Unexpected Data Read Behavior on Tesla V100: Cache Line and Memory Access Patterns

To observe the specific data read situation of the GPU from DRAM, I have written code using CUDA. This code’s purpose is to read a 1x1 matrix, multiply its element by 2, and then rewrite it to the matrix. Theoretically, the amount of data read by L2 from DRAM should be 4B, but in practice, it reads 224B. Similarly, the data read by L1 from L2 should be 4B, but it reads 32B (see PIC-1).

(Note: The device I am using is the Tesla V100.)
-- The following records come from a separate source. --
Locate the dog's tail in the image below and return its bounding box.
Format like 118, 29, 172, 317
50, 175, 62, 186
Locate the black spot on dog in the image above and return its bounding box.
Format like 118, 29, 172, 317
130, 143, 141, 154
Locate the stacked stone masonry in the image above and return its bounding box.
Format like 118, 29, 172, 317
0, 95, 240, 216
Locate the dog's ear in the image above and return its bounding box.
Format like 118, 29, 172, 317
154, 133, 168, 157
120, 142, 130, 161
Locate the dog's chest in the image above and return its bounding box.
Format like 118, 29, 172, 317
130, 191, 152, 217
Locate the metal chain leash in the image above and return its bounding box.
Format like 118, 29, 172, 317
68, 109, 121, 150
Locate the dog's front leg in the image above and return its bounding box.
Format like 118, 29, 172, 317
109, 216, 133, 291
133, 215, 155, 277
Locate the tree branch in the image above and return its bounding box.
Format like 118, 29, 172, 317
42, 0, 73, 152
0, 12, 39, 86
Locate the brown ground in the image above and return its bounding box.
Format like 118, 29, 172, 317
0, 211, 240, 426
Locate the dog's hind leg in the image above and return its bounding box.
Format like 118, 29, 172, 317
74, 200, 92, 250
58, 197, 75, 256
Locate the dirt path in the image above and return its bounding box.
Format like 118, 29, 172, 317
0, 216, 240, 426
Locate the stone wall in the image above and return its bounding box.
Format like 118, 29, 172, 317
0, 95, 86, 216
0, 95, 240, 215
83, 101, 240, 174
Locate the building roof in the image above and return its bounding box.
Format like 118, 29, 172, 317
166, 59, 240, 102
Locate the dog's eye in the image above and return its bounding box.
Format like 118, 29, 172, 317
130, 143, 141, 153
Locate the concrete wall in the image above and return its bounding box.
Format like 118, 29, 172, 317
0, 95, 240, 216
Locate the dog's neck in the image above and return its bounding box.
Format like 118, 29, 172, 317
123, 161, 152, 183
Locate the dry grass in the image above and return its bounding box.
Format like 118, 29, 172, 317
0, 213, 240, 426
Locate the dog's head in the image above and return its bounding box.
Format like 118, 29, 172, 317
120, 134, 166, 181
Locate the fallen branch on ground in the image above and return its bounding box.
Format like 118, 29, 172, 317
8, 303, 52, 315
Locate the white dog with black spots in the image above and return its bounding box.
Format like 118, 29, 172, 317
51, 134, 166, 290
I attempted to find the reasons for this behavior:

  1. The Cache Line for L2 reading data from DRAM is 32B, meaning that reading one sector requires 32B. Thus, for a 1x1 matrix, it should read one sector, which is 32B instead of 224B (7 sectors). The data read by L1 from L2, being 32B, corresponds to this sector size.
  2. To further investigate, I tried a 1x2 matrix and obtained the same result as the 1x1 matrix. The data read by L2 from DRAM remained 224B (7 sectors). The data read by L1 from L2 was 32B, which at least confirms the 32B sector restriction.
  3. For the third attempt, I used a 1x10 matrix. Here, L2 still reads 224B (7 sectors) from DRAM, but L1 reads 64B from L2. This can be attributed to the use of two sectors for reading due to the fact that 10x4 > 32 (see PIC-2).
  4. In the fourth attempt with a 1x20 matrix, L2 read 288B (9 sectors) from DRAM, and L1 read 96B from L2. This is because 20x4 > 64, using 3 sectors (see PIC-3).

My questions are:

  1. Why is the data read by L2 from DRAM 224B (7 sectors) for 1x1 and 1x2 matrices, when theoretically it should be 32B (1 sector)? Also, why does it become 2 sectors for a 1x10 matrix?
  2. Based on my observations, I conducted multiple experiments and found that when the matrix is 1x33, L2 reads 11 sectors from DRAM. Similarly, for a 1x49 matrix, L2 reads 13 sectors. Can I conclude that there’s a base overhead of 5 sectors when accessing memory between L2 and DRAM in this code? Additionally, it seems that after this base overhead, L2 reads data in increments of 2 sectors. When the data access exceeds 64B, the sector count increases by 2.

Where does this base overhead of 5 sectors come from in this code?

The memory subsystem of the GPU operates at sector granularity (32B). So you won’t see data moving around at a smaller granularity than that. Also other things like kernel code, kernel parameters, etc… need to come from device memory so you can see additional traffic there. Also if the GPU is used for display, traffic for DRAM reads can be higher. Any of those things could cause more data to come from Device Memory. I don’t think you can make a conclusion about a “5 sector overhead”.